SVP und FPÖ teilen sich nicht nur den Propagandachef, sondern auch den politischen Stil. Heinz-Christian «HC» Strache, den Österreichs Rechtspopulisten lieber heute als morgen als Bundeskanzler sähen, warb 2013 mit einem Musikvideo für sich. Besser: einem qualitativ grotesk schlechten Rap mit dem Refrain «Steht auf, wenn ihr für HC seid!» 1,2 Millionen Mal wurde der Song auf Youtube geklickt. Die SVP zog im letztjährigen Wahlkampf gleich mit zwei Klamaukclips nach: «Welcome to SVP» knackt bald die Millionengrenze, «Wo e Willy isch, isch ou e Wäg» wurde mehr als eine Viertelmillion Mal angeschaut.

Das Führungspersonal der zwei Parteien ähnelt sich auch in seiner Vorliebe, die Opferrolle einzunehmen und jegliches Geschichtsverständnis missen zu lassen. Strache nannte die Anhänger seiner Bewegung nach einem Angriff linksautonomer Kreise einst «die neuen Juden», SVP-Vordenker Christoph Blocher beklagte jüngst, die Medienberichterstattung gegen die Durchsetzungsinitiative habe ihn «an die Methoden der Nationalsozialisten den Juden gegenüber» erinnert. Auch sonst ist die Rhetorik vergleichbar: Stets betonen FPÖ und SVP die nationale Identität, indem sie gegen alles Fremde (Flüchtlinge, Islam) und das Establishment (Bern, Wien, Brüssel) wettern. Und beide Parteien schicken wiederholt Exponenten einzeln vor, um mit extremen Aussagen oder Forderungen das Terrain zu bereiten für eine weitere Verschärfung des politischen Klimas.

Gratuliert die SVP?

Bei der FPÖ nennt dann Andreas Mölzer, 2014 Spitzenkandidat für die Europawahl, die EU ein «Negerkonglomerat» und behauptet, David Alaba, gegenwärtig bester Fussballer des Landes, könne mit seiner dunklen Hautfarbe kein echter Österreicher sein. Bei der SVP fordert dann der Aargauer Nationalrat Andreas Glarner, kurz zuvor zum Asylchef der Partei aufgestiegen, einen Stacheldrahtzaun an der Grenze, um sich gegen eine «Flüchtlingsinvasion» abzuriegeln.

Bei allen Ähnlichkeiten unterscheiden sich FPÖ und SVP dennoch stark: und zwar sowohl in ihrer Geschichte als auch in einem zentralen Politikbereich. Während Erstere ihre Wurzeln im Nationalsozialismus hat und in aller Regel strikte Oppositionspolitik betrieb, ist Letztere aus der jahrzehntelang ländlich-biederen Bauern-, Gewerbe- und Bürgerpartei (BGB) hervorgegangen und seit 1930 in der Regierung (und tritt meist gemässigter auf). Während die FPÖ (wie auch der vergleichbare französische Front National) national-sozial politisiert, stellt die SVP ihrer Schweiz-Liebe eine wirtschaftsliberale Haltung bei (ausser es geht um Bauern).

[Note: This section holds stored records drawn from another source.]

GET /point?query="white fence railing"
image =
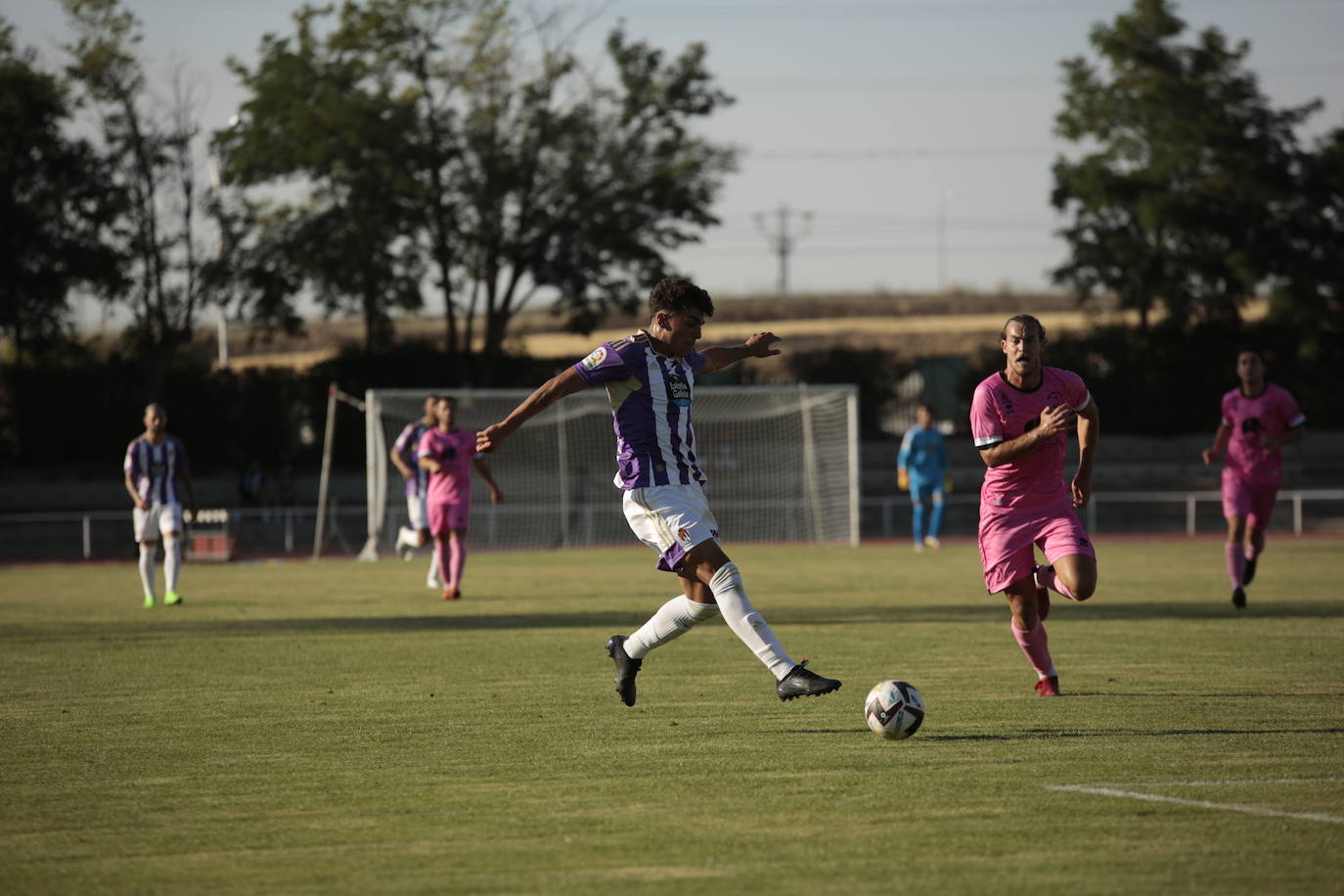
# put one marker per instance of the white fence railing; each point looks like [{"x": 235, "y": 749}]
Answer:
[
  {"x": 291, "y": 529},
  {"x": 888, "y": 516}
]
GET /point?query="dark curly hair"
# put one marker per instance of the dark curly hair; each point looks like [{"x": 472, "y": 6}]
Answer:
[{"x": 678, "y": 294}]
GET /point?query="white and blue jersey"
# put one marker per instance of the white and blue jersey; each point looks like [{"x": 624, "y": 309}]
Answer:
[
  {"x": 155, "y": 468},
  {"x": 650, "y": 410}
]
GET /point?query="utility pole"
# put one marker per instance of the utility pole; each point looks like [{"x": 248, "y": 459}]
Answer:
[{"x": 783, "y": 238}]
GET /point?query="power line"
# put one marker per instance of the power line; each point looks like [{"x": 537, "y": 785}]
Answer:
[
  {"x": 902, "y": 152},
  {"x": 783, "y": 238}
]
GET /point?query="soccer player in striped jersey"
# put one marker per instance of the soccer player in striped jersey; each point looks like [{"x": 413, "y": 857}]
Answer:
[
  {"x": 1258, "y": 421},
  {"x": 405, "y": 458},
  {"x": 157, "y": 477},
  {"x": 1020, "y": 418},
  {"x": 650, "y": 381}
]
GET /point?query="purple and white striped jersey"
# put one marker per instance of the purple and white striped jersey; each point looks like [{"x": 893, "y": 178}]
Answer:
[
  {"x": 650, "y": 410},
  {"x": 155, "y": 468},
  {"x": 408, "y": 445}
]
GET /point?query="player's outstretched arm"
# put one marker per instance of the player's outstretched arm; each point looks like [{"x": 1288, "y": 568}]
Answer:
[
  {"x": 547, "y": 394},
  {"x": 721, "y": 356},
  {"x": 1089, "y": 432}
]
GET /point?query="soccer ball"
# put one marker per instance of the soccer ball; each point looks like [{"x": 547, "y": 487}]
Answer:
[{"x": 894, "y": 709}]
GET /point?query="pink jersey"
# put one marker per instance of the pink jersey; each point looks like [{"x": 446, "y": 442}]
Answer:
[
  {"x": 455, "y": 452},
  {"x": 1000, "y": 413},
  {"x": 1272, "y": 413}
]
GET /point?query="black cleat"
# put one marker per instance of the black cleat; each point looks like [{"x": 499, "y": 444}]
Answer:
[
  {"x": 625, "y": 668},
  {"x": 800, "y": 683}
]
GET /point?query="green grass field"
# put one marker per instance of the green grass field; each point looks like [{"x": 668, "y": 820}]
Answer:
[{"x": 335, "y": 729}]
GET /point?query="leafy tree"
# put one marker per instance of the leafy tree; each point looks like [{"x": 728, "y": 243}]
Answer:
[
  {"x": 326, "y": 114},
  {"x": 1188, "y": 179},
  {"x": 503, "y": 172},
  {"x": 1309, "y": 281},
  {"x": 151, "y": 158},
  {"x": 54, "y": 201}
]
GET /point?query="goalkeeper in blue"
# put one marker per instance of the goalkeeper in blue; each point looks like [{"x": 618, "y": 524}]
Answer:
[{"x": 920, "y": 468}]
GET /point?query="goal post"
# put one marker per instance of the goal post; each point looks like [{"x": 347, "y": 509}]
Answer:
[{"x": 780, "y": 461}]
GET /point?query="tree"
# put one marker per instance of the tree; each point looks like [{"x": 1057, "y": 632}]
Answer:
[
  {"x": 324, "y": 113},
  {"x": 151, "y": 157},
  {"x": 509, "y": 173},
  {"x": 1181, "y": 201},
  {"x": 56, "y": 202}
]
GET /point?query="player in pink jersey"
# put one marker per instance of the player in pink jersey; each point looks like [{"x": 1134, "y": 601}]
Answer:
[
  {"x": 449, "y": 454},
  {"x": 1020, "y": 418},
  {"x": 1258, "y": 421}
]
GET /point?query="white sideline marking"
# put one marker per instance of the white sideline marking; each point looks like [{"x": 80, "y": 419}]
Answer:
[{"x": 1202, "y": 803}]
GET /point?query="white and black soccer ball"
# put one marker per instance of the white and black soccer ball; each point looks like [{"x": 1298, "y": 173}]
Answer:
[{"x": 894, "y": 709}]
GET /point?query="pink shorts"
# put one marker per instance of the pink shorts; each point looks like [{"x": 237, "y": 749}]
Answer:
[
  {"x": 1008, "y": 542},
  {"x": 1249, "y": 499},
  {"x": 445, "y": 517}
]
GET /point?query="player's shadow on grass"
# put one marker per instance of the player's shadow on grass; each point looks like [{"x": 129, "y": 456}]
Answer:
[
  {"x": 1048, "y": 734},
  {"x": 606, "y": 621}
]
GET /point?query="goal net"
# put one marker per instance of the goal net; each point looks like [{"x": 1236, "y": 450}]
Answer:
[{"x": 781, "y": 465}]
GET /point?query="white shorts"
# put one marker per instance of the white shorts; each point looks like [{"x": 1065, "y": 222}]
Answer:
[
  {"x": 416, "y": 512},
  {"x": 669, "y": 518},
  {"x": 158, "y": 517}
]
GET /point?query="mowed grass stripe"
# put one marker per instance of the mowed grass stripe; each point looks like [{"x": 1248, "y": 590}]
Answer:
[{"x": 336, "y": 729}]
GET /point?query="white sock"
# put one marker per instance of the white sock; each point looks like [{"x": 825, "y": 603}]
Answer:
[
  {"x": 749, "y": 625},
  {"x": 674, "y": 619},
  {"x": 172, "y": 563},
  {"x": 147, "y": 567}
]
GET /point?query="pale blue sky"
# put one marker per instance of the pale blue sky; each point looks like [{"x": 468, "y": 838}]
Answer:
[{"x": 875, "y": 117}]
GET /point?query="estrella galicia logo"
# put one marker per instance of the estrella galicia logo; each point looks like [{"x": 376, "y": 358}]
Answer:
[
  {"x": 596, "y": 359},
  {"x": 679, "y": 391}
]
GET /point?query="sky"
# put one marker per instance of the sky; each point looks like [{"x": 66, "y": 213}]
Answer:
[{"x": 902, "y": 147}]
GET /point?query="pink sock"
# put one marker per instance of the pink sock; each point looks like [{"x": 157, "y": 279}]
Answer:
[
  {"x": 1034, "y": 644},
  {"x": 456, "y": 560},
  {"x": 438, "y": 561},
  {"x": 1235, "y": 563},
  {"x": 1046, "y": 578}
]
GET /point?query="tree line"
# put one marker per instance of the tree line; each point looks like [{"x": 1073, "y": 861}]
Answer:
[{"x": 459, "y": 155}]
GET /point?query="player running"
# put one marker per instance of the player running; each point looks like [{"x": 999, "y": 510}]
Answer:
[
  {"x": 448, "y": 454},
  {"x": 1020, "y": 418},
  {"x": 920, "y": 468},
  {"x": 1258, "y": 421},
  {"x": 650, "y": 379},
  {"x": 157, "y": 474},
  {"x": 403, "y": 456}
]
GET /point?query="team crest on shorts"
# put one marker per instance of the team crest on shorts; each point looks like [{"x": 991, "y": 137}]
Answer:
[{"x": 596, "y": 359}]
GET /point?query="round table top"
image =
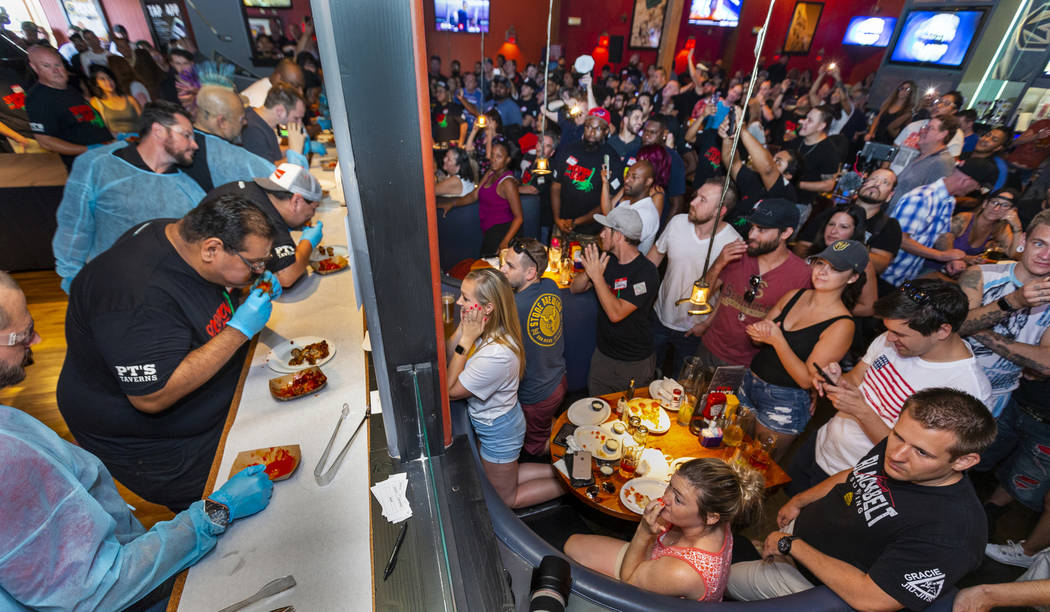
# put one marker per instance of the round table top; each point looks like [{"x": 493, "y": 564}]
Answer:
[{"x": 677, "y": 442}]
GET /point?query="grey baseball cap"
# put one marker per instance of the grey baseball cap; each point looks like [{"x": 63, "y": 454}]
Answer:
[
  {"x": 844, "y": 255},
  {"x": 624, "y": 219},
  {"x": 294, "y": 178}
]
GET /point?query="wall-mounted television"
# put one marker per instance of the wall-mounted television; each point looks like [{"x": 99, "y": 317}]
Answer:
[
  {"x": 718, "y": 13},
  {"x": 937, "y": 38},
  {"x": 869, "y": 32},
  {"x": 469, "y": 16}
]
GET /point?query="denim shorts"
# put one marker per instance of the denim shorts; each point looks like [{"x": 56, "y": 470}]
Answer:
[
  {"x": 502, "y": 441},
  {"x": 784, "y": 409}
]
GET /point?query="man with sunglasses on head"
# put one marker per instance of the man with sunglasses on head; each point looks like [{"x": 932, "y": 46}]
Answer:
[
  {"x": 289, "y": 196},
  {"x": 750, "y": 278},
  {"x": 156, "y": 340},
  {"x": 539, "y": 303},
  {"x": 117, "y": 186},
  {"x": 921, "y": 349}
]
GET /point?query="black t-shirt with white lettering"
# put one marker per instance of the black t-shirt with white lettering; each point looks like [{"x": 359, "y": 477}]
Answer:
[
  {"x": 579, "y": 170},
  {"x": 134, "y": 313},
  {"x": 637, "y": 281},
  {"x": 911, "y": 540},
  {"x": 65, "y": 114},
  {"x": 284, "y": 245}
]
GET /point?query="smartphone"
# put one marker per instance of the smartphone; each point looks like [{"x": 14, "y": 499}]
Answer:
[{"x": 823, "y": 375}]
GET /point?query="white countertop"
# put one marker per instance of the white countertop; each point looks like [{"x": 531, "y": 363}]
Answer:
[{"x": 319, "y": 535}]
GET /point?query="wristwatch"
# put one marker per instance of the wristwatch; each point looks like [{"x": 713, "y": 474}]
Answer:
[
  {"x": 217, "y": 513},
  {"x": 783, "y": 545}
]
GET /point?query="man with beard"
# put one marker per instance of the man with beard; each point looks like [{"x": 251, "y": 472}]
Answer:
[
  {"x": 627, "y": 142},
  {"x": 155, "y": 345},
  {"x": 61, "y": 508},
  {"x": 933, "y": 161},
  {"x": 626, "y": 285},
  {"x": 576, "y": 195},
  {"x": 62, "y": 121},
  {"x": 882, "y": 233},
  {"x": 750, "y": 278},
  {"x": 685, "y": 244},
  {"x": 654, "y": 133},
  {"x": 113, "y": 187}
]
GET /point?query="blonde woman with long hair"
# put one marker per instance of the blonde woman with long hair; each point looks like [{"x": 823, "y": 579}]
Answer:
[{"x": 486, "y": 360}]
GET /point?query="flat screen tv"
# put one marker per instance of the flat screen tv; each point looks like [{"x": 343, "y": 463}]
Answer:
[
  {"x": 937, "y": 38},
  {"x": 869, "y": 32},
  {"x": 718, "y": 13},
  {"x": 469, "y": 16},
  {"x": 268, "y": 3}
]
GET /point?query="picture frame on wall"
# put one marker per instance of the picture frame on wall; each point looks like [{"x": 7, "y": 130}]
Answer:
[
  {"x": 803, "y": 25},
  {"x": 647, "y": 24}
]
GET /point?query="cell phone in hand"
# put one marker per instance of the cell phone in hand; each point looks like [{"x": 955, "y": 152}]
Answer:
[{"x": 827, "y": 379}]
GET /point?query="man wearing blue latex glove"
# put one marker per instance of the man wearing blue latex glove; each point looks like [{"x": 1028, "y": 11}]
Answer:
[
  {"x": 61, "y": 509},
  {"x": 289, "y": 196},
  {"x": 155, "y": 344}
]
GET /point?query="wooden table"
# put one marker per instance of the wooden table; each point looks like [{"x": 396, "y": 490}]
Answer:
[{"x": 676, "y": 442}]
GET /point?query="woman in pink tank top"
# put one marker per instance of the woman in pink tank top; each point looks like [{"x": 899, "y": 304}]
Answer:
[{"x": 683, "y": 546}]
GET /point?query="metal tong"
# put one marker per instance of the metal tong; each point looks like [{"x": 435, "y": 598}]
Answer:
[{"x": 323, "y": 477}]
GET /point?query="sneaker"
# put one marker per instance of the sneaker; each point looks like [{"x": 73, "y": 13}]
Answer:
[{"x": 1009, "y": 553}]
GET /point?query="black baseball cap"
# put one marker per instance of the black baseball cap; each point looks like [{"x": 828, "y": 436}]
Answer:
[
  {"x": 774, "y": 212},
  {"x": 844, "y": 255}
]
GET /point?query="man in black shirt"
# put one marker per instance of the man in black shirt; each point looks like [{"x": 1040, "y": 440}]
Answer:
[
  {"x": 155, "y": 345},
  {"x": 820, "y": 156},
  {"x": 447, "y": 119},
  {"x": 289, "y": 196},
  {"x": 895, "y": 530},
  {"x": 63, "y": 121},
  {"x": 626, "y": 285},
  {"x": 576, "y": 195}
]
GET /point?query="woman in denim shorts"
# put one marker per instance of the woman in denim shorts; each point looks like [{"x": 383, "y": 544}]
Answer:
[
  {"x": 805, "y": 328},
  {"x": 485, "y": 363}
]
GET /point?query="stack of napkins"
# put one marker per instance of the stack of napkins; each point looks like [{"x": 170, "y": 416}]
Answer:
[{"x": 391, "y": 496}]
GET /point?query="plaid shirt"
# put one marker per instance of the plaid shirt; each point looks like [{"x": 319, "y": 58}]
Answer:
[{"x": 924, "y": 214}]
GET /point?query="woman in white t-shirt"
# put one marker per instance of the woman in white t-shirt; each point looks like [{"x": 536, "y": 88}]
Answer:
[
  {"x": 460, "y": 176},
  {"x": 486, "y": 360}
]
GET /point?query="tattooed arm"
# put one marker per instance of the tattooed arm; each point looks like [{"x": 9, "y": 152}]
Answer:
[{"x": 1033, "y": 357}]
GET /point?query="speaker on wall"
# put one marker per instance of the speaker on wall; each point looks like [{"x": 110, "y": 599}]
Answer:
[{"x": 615, "y": 49}]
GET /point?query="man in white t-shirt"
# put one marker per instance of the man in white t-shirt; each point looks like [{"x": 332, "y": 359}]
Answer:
[
  {"x": 685, "y": 243},
  {"x": 920, "y": 350},
  {"x": 946, "y": 105},
  {"x": 637, "y": 182}
]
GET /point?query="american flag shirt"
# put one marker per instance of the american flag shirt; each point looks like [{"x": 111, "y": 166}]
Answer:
[{"x": 888, "y": 381}]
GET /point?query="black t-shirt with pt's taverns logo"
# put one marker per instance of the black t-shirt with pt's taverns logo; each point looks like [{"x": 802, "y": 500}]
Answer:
[
  {"x": 134, "y": 313},
  {"x": 914, "y": 541}
]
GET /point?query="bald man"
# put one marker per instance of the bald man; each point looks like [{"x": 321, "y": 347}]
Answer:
[
  {"x": 637, "y": 185},
  {"x": 285, "y": 71},
  {"x": 61, "y": 119},
  {"x": 216, "y": 129}
]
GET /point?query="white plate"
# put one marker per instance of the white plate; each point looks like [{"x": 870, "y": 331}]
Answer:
[
  {"x": 336, "y": 250},
  {"x": 582, "y": 414},
  {"x": 650, "y": 487},
  {"x": 277, "y": 359},
  {"x": 664, "y": 421},
  {"x": 654, "y": 465}
]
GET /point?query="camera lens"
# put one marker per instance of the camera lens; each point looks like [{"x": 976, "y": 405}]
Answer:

Offen ist, ob die SVP ihren Brüdern im Geiste gratulieren würde, wenn ihr Kandidat Norbert Hofer am Sonntag zum Bundespräsidenten gewählt wird. Eigentlich geböte es die Höflichkeit. Schliesslich hat FPÖ-Chef Strache im letzten Oktober auch zum SVP-Wahlsieg gratuliert und bei sich die Einführung der direkten Demokratie gefordert.